Posted: Sunday, January 12, 2003

President Bush, gearing for reelection, is urging Congress to pass his new tax cut plan. The center of his plan, a corporate dividend tax elimination, he argues, will boost the American economy by stimulating the investor class, and create new jobs. The plan is not wise, from what we learn in today's economic recession, I believe, that by unreasonably boosting the investor class, we risk more and more of our before-diverse economy onto Wall Street. We make ourselves more vulnerable to the whims of the boom and bust, bear and bull market, in a time where the American economy already depends on the Street at an historically high level. Just as much as it can create jobs, it can take them away as we see in today's recession, and it will thus increase anxiety in an already anxious America. I believe it's extremely agitating to live in a constant cycle of unsustainable bubbles and dark recessions.

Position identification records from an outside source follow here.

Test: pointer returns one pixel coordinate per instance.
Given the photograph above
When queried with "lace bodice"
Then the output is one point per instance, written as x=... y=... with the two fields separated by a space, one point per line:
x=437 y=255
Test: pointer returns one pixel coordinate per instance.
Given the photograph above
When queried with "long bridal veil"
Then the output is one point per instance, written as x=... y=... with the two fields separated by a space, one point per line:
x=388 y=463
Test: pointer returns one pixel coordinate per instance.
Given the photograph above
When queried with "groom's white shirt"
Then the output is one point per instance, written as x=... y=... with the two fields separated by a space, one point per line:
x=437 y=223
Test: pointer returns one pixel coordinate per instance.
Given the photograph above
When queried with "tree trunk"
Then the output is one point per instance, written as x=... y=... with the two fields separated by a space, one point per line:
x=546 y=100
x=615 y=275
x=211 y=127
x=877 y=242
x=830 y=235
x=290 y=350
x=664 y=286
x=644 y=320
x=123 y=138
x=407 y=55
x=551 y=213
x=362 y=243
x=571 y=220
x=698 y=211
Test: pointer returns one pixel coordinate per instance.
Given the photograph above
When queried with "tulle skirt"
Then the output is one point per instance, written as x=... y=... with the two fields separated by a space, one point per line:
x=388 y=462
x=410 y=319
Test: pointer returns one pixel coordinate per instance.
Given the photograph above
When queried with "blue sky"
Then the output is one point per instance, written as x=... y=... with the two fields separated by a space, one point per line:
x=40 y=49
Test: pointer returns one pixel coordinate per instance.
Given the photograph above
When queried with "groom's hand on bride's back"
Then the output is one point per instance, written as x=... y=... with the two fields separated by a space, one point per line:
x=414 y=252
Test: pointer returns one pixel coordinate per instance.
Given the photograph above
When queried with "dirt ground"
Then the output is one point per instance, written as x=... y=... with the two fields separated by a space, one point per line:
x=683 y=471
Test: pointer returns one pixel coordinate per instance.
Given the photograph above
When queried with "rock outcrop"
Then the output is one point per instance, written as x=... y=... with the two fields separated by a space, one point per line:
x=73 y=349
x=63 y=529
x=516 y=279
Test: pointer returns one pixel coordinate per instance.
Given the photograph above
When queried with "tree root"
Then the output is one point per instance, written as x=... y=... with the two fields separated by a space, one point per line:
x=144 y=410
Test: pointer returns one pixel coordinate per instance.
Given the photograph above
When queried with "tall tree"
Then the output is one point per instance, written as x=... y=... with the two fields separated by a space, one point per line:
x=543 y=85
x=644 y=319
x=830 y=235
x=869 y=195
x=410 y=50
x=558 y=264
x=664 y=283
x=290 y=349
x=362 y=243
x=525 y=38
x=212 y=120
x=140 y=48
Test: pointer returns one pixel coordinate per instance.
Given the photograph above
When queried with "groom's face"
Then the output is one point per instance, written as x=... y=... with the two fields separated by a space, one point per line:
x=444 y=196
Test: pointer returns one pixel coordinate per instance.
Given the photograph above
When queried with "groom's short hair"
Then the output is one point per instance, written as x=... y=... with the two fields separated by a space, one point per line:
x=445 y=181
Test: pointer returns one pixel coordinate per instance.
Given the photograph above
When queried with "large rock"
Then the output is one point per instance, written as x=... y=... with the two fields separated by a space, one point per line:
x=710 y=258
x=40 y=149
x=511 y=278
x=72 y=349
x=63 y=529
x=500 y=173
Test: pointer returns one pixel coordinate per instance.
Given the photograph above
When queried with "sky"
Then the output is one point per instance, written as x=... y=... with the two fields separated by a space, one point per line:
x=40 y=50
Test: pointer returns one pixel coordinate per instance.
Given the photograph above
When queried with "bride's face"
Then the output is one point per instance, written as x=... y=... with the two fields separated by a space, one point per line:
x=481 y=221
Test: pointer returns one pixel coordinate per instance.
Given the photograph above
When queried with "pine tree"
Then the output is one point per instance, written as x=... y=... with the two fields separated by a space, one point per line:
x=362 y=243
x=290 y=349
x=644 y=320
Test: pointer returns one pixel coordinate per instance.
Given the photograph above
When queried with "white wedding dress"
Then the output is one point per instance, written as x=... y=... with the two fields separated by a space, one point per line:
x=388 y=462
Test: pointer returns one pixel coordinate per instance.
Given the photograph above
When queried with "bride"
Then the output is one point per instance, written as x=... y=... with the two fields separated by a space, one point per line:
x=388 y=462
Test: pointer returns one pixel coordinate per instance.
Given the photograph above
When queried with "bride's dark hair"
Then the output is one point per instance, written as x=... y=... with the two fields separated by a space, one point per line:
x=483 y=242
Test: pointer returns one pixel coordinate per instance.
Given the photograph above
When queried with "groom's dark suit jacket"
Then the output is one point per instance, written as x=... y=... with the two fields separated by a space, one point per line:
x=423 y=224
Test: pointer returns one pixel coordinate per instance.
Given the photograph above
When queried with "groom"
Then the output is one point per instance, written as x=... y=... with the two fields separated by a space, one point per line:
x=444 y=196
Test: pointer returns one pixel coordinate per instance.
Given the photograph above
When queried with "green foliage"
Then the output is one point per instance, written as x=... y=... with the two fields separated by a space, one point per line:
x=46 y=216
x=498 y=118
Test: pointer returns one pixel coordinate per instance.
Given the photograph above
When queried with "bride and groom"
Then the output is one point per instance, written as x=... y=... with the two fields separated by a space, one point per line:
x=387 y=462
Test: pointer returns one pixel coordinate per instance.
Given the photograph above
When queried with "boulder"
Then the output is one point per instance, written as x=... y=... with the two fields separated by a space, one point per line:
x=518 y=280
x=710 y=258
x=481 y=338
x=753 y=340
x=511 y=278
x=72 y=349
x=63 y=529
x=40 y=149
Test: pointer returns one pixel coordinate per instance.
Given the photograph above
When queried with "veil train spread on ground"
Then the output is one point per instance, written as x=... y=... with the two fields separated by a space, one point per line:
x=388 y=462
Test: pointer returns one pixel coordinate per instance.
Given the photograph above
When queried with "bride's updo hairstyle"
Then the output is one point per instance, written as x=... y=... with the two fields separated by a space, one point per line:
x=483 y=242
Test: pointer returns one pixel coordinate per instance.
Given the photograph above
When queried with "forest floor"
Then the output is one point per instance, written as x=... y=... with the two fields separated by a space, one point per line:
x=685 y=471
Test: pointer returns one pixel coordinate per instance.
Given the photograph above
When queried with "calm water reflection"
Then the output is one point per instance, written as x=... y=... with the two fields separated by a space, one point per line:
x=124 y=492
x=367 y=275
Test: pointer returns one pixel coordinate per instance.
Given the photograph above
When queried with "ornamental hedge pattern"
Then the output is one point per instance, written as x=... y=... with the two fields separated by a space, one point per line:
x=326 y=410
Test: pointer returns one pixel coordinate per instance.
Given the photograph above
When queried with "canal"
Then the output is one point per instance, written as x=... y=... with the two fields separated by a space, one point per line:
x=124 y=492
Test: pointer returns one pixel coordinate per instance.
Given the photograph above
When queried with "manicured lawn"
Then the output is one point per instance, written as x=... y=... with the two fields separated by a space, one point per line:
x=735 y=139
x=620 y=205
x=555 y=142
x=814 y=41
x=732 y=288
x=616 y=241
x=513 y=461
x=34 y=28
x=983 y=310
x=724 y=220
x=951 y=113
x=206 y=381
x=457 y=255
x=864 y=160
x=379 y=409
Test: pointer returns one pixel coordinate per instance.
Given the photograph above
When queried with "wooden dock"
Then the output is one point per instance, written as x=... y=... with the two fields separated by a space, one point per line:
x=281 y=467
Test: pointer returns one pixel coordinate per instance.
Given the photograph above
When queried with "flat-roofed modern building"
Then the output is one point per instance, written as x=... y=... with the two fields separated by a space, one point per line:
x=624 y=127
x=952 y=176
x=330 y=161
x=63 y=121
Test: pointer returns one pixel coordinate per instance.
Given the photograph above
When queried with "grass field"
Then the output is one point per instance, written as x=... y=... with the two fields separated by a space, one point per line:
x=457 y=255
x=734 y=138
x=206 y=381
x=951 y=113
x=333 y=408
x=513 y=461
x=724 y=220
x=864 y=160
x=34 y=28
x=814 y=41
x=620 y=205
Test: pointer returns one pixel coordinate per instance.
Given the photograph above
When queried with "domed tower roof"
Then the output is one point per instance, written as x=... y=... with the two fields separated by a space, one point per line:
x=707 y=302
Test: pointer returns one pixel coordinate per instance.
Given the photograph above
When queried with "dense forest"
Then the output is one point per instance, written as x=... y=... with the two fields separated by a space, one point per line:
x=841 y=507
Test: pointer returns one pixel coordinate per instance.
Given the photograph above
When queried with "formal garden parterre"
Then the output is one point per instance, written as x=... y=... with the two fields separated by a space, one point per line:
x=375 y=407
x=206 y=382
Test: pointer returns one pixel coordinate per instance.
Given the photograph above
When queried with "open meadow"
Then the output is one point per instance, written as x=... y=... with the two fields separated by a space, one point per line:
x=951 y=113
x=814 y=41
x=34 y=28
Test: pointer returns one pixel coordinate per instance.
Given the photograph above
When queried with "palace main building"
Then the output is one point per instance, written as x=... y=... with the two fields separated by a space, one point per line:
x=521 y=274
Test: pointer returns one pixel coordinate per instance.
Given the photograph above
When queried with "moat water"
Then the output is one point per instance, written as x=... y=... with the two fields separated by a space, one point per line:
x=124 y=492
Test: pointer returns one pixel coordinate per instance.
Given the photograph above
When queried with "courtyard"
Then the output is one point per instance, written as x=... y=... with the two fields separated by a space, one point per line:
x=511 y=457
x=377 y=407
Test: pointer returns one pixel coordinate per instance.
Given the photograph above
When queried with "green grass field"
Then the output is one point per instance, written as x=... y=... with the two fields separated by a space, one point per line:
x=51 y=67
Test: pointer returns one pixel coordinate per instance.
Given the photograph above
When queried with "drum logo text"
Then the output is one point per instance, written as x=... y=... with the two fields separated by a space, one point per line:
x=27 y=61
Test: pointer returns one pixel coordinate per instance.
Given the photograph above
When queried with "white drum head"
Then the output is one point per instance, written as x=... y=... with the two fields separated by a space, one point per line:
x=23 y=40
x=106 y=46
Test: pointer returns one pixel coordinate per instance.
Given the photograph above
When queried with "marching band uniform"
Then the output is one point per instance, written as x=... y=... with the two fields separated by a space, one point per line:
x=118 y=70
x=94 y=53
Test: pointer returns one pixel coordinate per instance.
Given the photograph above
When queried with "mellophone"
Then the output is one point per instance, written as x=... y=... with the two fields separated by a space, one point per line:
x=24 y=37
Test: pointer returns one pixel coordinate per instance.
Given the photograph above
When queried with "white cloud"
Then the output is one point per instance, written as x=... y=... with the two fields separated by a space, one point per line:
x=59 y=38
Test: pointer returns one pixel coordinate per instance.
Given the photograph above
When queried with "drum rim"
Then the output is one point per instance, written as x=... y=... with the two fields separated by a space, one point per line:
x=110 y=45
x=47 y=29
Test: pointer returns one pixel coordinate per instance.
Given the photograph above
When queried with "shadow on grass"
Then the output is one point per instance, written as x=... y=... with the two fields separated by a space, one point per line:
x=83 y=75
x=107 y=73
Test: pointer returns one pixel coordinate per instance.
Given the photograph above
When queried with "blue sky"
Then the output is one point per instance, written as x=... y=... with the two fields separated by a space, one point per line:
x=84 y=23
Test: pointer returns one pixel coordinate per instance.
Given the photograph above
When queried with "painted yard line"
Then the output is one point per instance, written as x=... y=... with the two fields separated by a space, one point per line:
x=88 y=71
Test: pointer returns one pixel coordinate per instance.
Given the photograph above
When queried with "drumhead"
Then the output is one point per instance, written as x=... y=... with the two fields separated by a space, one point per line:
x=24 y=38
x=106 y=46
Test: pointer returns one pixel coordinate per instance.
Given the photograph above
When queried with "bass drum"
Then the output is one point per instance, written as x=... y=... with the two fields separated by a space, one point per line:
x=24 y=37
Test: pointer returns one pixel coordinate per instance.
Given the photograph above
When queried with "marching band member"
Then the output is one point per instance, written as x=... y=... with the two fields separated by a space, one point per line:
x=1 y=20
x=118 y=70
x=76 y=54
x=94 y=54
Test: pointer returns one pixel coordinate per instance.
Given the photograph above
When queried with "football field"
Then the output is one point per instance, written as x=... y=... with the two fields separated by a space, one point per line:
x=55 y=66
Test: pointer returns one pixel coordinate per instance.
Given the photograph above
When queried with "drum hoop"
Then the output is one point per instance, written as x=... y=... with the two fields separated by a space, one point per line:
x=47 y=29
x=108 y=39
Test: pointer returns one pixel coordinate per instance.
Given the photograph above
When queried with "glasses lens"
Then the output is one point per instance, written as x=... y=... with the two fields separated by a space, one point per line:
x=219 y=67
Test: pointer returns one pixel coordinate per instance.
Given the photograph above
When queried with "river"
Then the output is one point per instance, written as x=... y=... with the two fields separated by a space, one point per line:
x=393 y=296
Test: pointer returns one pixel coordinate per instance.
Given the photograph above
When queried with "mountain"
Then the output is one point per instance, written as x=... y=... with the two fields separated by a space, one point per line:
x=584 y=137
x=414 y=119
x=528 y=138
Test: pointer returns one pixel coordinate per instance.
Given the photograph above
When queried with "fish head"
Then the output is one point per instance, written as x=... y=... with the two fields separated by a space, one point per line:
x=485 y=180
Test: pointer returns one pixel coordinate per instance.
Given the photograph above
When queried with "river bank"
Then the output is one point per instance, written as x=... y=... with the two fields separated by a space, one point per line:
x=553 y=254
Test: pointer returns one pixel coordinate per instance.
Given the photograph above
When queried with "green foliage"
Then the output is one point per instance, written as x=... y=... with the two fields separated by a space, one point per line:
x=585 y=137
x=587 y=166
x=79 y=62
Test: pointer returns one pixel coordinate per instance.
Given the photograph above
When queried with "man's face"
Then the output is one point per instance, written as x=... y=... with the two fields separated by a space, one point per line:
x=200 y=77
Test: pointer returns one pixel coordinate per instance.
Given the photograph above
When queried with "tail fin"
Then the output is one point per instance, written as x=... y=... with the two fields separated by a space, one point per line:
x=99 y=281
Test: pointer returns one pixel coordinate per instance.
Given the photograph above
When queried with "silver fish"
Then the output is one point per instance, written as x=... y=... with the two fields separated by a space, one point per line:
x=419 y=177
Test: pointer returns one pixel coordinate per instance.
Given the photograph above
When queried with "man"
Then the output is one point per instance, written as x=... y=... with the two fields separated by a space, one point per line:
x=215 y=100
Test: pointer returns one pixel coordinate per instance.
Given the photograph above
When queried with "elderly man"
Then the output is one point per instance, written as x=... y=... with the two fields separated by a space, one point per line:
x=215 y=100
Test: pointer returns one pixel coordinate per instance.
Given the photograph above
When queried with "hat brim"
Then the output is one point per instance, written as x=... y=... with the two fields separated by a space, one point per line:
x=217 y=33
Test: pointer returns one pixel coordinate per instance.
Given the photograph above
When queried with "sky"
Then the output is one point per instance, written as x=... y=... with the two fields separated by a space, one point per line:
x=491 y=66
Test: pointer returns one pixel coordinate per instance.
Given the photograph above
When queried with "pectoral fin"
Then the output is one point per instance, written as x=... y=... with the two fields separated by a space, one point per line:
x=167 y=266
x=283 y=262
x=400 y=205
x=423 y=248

But what's life beyond the market? What's life beyond "quick growth, acceleration, productivity, productivity, productivity?" I believe that right here, in Juneau and Southeast, we must try new things to steady the economy, and steady ourselves.

Here's a social-economic experiment: Why not look at altering some of our economic benchmarks, such as high school and college? My proposal would be to encourage high school juniors and seniors to take a second look at their learning, public education, and take a year off before deciding to go straight to college.

After graduating high school in 2000, after constant pressure to sign up for college, and basically living in fear and anxiety and lack of learning, I decided finally not to go straight to college. I took some time off. It was difficult, all my friends going off, and me basically sticking behind and becoming a "bum" in Juneau. The impression my friends gave was that somehow I was dropping off the face of the Earth. "What are you doing", I was always conspicuously asked.

But I felt I needed something that the economic system (that passes for "education") was not offering me support to live how I choose, learning at my own pace, and living in quiet patience. Since 2000, I've accomplished a few things, and learned a few things, but I consider my greatest accomplishment my ability to live a day in joy and quiet, not agitation and anxiety. I did not get support in the system of over-trifled, over-busied, and over-stimulated American economy and culture.

The path to stability, in our personal lives and economy, I believe will require slowing down and thinking things over. So, take some time off, we're not economic drones.